无需多次动物实验,Nature新技术让KO细胞大有可为
近日,Nature发表了一篇关于基因编辑细胞的论文,研究人员借助CRISPR-Cas技术开发出一种方法,将大大简化和加速实验动物研究:研究人员同时在单个动物的不同细胞内进行不同的基因改造,让每个细胞中只有一个基因被改变,且器官中的不同细胞以不同的方式改变。这使得研究人员能够在一次实验中研究过去需要进行多次动物实验的内容,这一成果可以帮助人们免于组织或发育时间的限制,为研究生物体的健康和病变机制提供了更多可能[1]。

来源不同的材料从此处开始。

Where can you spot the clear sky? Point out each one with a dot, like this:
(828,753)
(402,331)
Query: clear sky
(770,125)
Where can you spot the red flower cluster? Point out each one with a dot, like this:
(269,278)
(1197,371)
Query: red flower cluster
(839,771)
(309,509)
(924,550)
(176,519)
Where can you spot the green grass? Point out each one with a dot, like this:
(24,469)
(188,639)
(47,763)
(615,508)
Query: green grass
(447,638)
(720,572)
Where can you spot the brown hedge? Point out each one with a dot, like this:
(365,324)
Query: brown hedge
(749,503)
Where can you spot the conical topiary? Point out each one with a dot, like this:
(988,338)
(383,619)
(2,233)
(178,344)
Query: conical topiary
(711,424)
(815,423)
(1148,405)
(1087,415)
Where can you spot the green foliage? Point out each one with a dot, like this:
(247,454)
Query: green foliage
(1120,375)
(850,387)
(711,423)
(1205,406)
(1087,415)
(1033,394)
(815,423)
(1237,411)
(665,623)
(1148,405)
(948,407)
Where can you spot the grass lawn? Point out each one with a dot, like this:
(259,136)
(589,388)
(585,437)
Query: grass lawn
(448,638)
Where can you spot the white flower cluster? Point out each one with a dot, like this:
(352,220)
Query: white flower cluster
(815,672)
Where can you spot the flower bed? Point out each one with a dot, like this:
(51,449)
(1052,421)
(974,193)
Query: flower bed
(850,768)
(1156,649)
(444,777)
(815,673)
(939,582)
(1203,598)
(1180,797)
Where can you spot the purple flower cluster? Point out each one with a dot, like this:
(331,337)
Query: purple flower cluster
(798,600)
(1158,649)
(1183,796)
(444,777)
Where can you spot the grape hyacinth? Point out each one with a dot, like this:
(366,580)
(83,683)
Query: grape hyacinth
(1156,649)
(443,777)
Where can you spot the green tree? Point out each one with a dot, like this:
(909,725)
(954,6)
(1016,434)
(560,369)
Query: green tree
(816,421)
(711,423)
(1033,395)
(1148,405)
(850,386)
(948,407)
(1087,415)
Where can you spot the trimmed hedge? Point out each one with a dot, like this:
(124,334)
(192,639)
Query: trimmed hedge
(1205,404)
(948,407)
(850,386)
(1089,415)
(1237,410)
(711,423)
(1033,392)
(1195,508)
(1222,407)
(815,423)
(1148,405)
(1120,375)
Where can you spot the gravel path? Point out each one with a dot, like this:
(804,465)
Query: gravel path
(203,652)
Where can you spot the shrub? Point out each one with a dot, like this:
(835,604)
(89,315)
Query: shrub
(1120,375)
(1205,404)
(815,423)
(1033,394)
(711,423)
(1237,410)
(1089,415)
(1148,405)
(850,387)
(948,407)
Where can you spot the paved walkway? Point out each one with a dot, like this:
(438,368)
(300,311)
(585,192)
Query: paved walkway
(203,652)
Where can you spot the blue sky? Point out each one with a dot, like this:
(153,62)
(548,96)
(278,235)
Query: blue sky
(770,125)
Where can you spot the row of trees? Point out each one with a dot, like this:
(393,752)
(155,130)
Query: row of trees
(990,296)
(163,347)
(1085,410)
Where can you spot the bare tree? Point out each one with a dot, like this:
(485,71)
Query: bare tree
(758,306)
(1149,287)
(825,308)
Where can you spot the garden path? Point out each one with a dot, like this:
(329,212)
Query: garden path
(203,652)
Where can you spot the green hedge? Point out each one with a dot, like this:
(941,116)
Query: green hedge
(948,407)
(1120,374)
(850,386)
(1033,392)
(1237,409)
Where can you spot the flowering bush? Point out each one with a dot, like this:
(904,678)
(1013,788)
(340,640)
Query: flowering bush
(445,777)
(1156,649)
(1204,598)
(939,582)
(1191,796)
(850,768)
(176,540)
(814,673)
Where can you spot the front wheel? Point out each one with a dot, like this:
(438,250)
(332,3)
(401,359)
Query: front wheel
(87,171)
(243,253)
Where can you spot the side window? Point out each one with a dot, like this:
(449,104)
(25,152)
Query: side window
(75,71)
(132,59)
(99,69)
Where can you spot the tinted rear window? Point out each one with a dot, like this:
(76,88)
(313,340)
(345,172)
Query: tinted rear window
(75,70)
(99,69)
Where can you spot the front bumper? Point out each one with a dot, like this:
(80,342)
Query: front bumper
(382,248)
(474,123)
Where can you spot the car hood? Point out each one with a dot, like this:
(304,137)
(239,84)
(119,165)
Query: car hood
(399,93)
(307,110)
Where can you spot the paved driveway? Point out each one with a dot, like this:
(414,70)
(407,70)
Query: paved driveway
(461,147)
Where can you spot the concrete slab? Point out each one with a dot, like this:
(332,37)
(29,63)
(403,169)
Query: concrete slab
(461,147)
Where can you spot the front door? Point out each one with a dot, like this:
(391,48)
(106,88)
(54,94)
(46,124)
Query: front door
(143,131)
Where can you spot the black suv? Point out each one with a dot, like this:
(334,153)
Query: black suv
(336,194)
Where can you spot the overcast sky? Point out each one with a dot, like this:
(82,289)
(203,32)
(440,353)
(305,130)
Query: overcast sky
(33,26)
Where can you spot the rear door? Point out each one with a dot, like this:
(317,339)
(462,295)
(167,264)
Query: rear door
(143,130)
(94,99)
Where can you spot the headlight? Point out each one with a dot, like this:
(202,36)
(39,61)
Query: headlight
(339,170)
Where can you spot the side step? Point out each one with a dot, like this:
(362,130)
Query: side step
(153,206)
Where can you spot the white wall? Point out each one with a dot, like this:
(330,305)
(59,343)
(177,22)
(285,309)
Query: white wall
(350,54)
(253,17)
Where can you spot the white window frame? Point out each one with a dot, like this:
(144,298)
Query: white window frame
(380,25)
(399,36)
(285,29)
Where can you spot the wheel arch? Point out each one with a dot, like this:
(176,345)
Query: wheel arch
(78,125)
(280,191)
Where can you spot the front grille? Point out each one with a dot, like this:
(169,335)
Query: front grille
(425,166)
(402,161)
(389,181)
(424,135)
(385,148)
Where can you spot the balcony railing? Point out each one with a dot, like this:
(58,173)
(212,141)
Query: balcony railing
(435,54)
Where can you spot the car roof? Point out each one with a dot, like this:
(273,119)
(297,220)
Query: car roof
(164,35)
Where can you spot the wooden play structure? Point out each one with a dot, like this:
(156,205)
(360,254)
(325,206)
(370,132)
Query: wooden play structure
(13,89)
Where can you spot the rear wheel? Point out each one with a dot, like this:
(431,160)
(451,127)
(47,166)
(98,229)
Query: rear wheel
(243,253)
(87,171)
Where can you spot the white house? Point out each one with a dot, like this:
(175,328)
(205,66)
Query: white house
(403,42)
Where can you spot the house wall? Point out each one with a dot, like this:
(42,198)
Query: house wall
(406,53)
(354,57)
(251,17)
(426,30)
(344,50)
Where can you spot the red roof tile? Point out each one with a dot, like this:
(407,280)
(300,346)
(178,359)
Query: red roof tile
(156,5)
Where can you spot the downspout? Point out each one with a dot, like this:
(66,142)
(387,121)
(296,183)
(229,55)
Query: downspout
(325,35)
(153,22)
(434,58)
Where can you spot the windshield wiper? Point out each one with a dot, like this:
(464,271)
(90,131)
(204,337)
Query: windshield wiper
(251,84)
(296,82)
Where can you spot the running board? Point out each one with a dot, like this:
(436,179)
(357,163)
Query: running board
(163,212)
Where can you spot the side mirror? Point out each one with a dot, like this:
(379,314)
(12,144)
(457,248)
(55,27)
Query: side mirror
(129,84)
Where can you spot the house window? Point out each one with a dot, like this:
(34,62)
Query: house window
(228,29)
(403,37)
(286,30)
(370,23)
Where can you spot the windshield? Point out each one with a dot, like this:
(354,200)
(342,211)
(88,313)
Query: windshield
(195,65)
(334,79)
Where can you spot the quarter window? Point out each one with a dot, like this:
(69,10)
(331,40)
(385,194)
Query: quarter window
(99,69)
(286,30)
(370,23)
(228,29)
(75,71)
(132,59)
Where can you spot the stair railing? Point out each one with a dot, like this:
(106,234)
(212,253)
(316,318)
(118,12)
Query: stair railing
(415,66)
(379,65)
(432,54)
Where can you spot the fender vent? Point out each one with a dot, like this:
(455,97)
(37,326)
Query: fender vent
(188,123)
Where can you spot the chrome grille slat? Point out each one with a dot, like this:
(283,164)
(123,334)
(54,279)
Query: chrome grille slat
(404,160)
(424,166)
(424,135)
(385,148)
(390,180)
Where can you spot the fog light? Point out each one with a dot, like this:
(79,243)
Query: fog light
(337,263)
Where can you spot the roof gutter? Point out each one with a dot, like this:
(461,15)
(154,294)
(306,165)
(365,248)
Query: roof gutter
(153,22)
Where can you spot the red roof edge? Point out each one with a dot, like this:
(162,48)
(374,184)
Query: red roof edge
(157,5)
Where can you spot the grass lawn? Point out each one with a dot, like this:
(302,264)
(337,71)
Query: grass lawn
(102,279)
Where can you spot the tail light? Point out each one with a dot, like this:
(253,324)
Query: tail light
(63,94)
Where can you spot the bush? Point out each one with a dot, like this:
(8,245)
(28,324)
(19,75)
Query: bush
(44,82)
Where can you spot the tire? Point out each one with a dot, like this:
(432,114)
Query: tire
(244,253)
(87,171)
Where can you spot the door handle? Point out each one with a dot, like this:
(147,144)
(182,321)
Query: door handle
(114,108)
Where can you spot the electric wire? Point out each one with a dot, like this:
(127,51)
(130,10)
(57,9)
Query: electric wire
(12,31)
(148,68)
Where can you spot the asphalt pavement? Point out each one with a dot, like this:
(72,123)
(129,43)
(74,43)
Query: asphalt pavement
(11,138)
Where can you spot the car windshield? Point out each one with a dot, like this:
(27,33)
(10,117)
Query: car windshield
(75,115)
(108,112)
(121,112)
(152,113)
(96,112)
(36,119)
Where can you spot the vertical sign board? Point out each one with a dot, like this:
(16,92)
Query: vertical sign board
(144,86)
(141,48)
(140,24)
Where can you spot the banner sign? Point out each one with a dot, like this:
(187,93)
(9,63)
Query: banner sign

相较于复杂的基因编辑动物实验,更多人往往会选择基因编辑细胞实验,但目前还是有许多同学会疑惑,基因编辑细胞采用质粒法、病毒法还是RNP法会更合适呢?下面就这3种方法为大家展开分析。
慢病毒法
研究人员通过慢病毒转染的方式进行敲除,提高转染效率的同时,将Cas基因整合到基因组中,通过增加Cas蛋白和sgRNA在细胞内的存留时间来提高细胞敲除效率。但慢病毒感染存在着两个比较关键的问题:
1. 利用慢病毒法转染Cas会在敲除靶基因的同时引入新的基因,且慢病毒转染的外源基因是随机整合,存在影响其他基因表达的风险。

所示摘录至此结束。